Unless you are hell-bent on getting Peek's recording of A Fairy
Tale you would do better to go for the alternative and mid-price coupling
which gives you Peek directing Praga with A Summer's Tale.
Having heard various versions of A Fairy Tale (based on
incidental music for Julius Zeyer's drama of the lovelorn and the star-crossed)
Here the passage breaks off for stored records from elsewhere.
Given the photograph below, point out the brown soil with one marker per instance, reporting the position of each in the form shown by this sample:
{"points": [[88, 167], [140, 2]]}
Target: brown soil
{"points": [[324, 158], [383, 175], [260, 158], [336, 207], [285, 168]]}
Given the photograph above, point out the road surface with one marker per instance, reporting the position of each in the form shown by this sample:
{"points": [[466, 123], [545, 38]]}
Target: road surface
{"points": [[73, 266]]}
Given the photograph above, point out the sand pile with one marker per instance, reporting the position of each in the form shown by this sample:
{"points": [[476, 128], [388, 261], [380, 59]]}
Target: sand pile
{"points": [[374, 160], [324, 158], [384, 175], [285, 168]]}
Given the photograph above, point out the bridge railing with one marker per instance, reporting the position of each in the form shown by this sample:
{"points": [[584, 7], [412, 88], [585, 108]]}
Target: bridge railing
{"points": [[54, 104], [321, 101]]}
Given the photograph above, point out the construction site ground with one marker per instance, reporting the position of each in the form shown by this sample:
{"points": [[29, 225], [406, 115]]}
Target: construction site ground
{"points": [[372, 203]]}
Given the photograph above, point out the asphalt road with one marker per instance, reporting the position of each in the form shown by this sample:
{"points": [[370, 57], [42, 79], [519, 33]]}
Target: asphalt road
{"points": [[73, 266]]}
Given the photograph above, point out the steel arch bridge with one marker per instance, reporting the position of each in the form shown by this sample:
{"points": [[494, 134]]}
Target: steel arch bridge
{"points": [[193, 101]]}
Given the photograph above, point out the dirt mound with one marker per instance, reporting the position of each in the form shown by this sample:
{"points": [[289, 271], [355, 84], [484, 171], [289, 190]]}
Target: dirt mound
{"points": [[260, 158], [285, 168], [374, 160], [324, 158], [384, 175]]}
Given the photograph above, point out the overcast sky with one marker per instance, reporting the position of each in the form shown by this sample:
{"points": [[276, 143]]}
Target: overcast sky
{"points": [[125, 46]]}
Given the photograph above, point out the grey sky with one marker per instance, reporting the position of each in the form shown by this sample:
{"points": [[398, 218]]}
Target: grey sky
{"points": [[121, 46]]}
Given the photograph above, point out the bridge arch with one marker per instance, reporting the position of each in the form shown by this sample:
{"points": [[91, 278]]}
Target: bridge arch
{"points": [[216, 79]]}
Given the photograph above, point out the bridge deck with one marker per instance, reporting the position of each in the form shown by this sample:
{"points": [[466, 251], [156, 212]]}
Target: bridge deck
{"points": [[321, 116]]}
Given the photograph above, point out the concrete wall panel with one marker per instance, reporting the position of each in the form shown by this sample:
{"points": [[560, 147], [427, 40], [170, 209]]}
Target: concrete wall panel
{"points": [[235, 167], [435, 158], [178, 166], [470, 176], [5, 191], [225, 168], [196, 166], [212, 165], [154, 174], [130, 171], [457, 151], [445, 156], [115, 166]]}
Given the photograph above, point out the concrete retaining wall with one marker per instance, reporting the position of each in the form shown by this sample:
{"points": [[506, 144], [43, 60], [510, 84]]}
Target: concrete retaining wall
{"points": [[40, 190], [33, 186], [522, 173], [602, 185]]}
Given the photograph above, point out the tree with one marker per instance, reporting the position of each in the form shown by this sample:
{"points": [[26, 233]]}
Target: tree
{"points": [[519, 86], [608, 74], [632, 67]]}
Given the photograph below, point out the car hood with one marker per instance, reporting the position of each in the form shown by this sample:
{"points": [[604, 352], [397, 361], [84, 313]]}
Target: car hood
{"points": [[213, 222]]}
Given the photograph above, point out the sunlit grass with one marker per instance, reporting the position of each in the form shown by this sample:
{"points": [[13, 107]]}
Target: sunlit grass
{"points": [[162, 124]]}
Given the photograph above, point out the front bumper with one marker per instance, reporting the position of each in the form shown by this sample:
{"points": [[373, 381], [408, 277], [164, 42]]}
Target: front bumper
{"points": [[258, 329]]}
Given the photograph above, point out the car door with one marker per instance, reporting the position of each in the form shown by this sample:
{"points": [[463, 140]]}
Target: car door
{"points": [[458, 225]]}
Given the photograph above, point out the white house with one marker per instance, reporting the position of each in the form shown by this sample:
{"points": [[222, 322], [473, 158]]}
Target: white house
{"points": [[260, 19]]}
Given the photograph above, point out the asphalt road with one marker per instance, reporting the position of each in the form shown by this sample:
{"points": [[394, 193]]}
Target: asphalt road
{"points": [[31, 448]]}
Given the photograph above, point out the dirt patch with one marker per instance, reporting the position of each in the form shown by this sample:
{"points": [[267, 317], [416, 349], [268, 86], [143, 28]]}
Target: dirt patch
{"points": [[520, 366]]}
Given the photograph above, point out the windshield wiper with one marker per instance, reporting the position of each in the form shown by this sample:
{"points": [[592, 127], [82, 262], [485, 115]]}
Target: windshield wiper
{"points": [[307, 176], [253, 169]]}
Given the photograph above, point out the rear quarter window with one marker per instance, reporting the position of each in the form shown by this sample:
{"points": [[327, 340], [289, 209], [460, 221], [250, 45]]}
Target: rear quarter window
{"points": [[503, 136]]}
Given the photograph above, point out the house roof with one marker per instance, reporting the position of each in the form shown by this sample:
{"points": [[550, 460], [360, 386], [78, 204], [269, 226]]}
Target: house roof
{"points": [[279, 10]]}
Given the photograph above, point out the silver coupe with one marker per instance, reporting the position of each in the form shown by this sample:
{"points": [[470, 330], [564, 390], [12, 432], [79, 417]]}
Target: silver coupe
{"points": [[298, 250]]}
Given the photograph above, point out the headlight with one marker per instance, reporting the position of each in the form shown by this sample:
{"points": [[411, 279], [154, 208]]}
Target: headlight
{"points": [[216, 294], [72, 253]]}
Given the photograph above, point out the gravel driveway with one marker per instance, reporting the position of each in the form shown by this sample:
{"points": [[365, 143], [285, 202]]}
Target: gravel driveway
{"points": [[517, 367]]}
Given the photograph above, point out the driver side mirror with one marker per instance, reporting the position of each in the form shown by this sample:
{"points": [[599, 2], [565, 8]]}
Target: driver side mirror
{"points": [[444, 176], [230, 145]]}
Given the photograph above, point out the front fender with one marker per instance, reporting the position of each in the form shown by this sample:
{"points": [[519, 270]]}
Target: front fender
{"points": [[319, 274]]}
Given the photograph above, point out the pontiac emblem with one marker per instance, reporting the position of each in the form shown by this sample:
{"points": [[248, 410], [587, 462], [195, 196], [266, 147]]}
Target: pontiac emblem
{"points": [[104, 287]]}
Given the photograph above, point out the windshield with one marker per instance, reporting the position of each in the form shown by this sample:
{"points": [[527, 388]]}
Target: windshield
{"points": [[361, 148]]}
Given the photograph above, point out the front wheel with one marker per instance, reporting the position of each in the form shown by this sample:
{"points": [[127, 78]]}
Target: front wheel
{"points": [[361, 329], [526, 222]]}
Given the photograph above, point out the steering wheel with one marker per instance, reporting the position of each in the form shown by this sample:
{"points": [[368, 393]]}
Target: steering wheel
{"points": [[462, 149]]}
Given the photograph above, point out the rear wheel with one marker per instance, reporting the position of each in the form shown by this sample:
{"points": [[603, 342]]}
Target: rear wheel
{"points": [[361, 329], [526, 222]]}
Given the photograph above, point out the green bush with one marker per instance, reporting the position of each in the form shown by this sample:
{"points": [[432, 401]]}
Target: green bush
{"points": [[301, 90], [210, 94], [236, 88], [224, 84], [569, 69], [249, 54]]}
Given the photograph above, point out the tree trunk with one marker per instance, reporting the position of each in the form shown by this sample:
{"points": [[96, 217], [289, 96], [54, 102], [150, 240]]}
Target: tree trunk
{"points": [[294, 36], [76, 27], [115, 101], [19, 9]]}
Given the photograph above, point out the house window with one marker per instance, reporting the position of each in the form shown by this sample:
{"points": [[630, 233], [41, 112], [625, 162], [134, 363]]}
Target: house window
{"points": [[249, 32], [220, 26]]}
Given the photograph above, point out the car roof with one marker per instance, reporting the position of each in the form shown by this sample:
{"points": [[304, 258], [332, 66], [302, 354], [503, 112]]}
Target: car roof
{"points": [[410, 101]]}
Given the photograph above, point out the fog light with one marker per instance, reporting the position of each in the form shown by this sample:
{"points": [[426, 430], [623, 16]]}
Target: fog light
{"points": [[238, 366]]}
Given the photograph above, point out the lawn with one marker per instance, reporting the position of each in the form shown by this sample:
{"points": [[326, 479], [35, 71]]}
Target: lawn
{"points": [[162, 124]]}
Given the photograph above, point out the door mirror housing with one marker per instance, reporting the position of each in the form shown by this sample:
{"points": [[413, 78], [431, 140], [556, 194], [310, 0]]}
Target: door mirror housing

I did not find this interpretation all that engaging. There is some lovely
music here but Peek does not capture the sheer intoxication that comes
across in much earlier (pre-CD) recordings from Ancerl. This recording is
good with some attentive engineering for the violin solos (cousins to the
dreamier moments in the Dvorak and Beethoven concertos) but Peek rather
over-ladles the bumptious side familiar from Smetana's Haakon Jarl and
Richard III.
Praga wanders a nocturnal Prague and its sanguine-tragic history
is invoked by a memorable fanfare which I associate with Janacek's theme
for Ostap in Taras Bulba. Suk is a generous melodist (10.15) and is
given to using the solo violin and solo viola to advance the plot. The piece
is long-winded but in its final address gathers itself impressively around
the fanfare theme.
There are more generous couplings at mid-price. This disc struck me as a
straggler in the catalogue: welcome for A Fairy Tale but not compelling.